Boundaries are an essential part of any healthy relationship. They define what to expect, what is acceptable, and what is unacceptable. When considering what boundaries you need to have with your adult stepchild living at home, here are some things to consider.
Your relationship with an adult stepchild is different than your relationship with a minor stepchild.
Therefore, your role as disciplinarian ends, and it becomes more of a mutual relationship between two adults. You give up the idea of controlling, punishing, and pushing. You may do some guiding, but it needs to be given under different terms.
The relationship with an adult child needs to be mutually respectful. When an adult child lives at home, the boundaries need to focus on what is okay for you in your home.
You have the right to control what and who comes into your home; you don’t have the right to control what your stepchild does away from your home unless it negatively impacts you somehow.
The hours the child gets up and goes to bed shouldn’t be your concern unless it directly impacts you. What your adult stepchild does with their own time is also not your concern, unless it is affecting you, such as keeping you from sleeping, waking you up, or preventing you from enjoying your own home. You can ask the child to communicate where they are and what they are doing if you need that information to feel comfortable.
Money should also be discussed. If you think an adult child living at home should pay rent, then you can require rent. If you are willing to offer a free place to stay, you explain why and under what conditions.
You can make it a requirement to have a job and/or to be productive to live at home, especially if it is rent-free. You should also discuss what you will pay for, if anything, and again, under what terms.
You are also communicating the adult child has the responsibility to be self-sufficient as soon as possible. You are offering a place to stay while your stepchild is working on that goal.

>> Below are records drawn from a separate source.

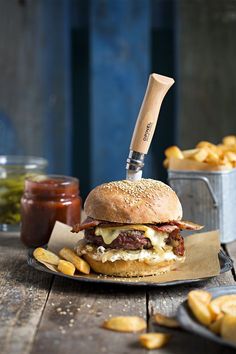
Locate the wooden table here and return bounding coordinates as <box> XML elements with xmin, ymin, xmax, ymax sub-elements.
<box><xmin>0</xmin><ymin>234</ymin><xmax>236</xmax><ymax>354</ymax></box>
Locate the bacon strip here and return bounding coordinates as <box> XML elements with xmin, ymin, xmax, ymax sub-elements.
<box><xmin>170</xmin><ymin>220</ymin><xmax>204</xmax><ymax>230</ymax></box>
<box><xmin>72</xmin><ymin>217</ymin><xmax>203</xmax><ymax>233</ymax></box>
<box><xmin>71</xmin><ymin>217</ymin><xmax>102</xmax><ymax>232</ymax></box>
<box><xmin>148</xmin><ymin>224</ymin><xmax>179</xmax><ymax>234</ymax></box>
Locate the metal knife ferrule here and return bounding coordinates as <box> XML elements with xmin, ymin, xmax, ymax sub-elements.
<box><xmin>126</xmin><ymin>150</ymin><xmax>145</xmax><ymax>172</ymax></box>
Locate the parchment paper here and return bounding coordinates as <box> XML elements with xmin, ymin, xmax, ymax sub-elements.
<box><xmin>37</xmin><ymin>221</ymin><xmax>220</xmax><ymax>283</ymax></box>
<box><xmin>168</xmin><ymin>157</ymin><xmax>229</xmax><ymax>171</ymax></box>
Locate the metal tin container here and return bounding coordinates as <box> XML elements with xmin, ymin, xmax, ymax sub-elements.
<box><xmin>168</xmin><ymin>169</ymin><xmax>236</xmax><ymax>243</ymax></box>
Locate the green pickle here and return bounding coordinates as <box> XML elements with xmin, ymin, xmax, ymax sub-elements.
<box><xmin>0</xmin><ymin>174</ymin><xmax>28</xmax><ymax>225</ymax></box>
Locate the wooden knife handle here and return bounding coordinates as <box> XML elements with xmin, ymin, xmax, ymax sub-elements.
<box><xmin>130</xmin><ymin>74</ymin><xmax>175</xmax><ymax>154</ymax></box>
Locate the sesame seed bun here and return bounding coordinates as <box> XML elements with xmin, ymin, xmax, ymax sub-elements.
<box><xmin>83</xmin><ymin>254</ymin><xmax>185</xmax><ymax>277</ymax></box>
<box><xmin>84</xmin><ymin>178</ymin><xmax>182</xmax><ymax>224</ymax></box>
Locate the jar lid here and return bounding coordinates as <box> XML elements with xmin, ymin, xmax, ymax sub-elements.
<box><xmin>25</xmin><ymin>175</ymin><xmax>79</xmax><ymax>197</ymax></box>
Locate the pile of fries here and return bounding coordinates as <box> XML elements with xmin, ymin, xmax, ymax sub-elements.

Activities that hinder that goal, such as drinking, drugging, video gaming, etc., are your concern only because you get to decide what you are willing to enable. If living at home is allowing your child to be irresponsible, then you aren’t going to feel good about yourself.
Your boundaries need to be discussed with your adult stepchild in a mutually respectful conversation. Get input and negotiate where you can.
You are talking about an agreement made between two adults with both of you responsible for your end of the deal.
It is often easier to have your own biological adult child living at home than a stepchild. Therefore, it is good to ask yourself this question:
This helps you to take any personal bias out of your decision-making process and to make the agreement fair. It is also essential to get your spouse’s input and agreement. It will help you to be on the same page if your spouse sees your boundaries make sense and are equally applied to biological children and stepchildren.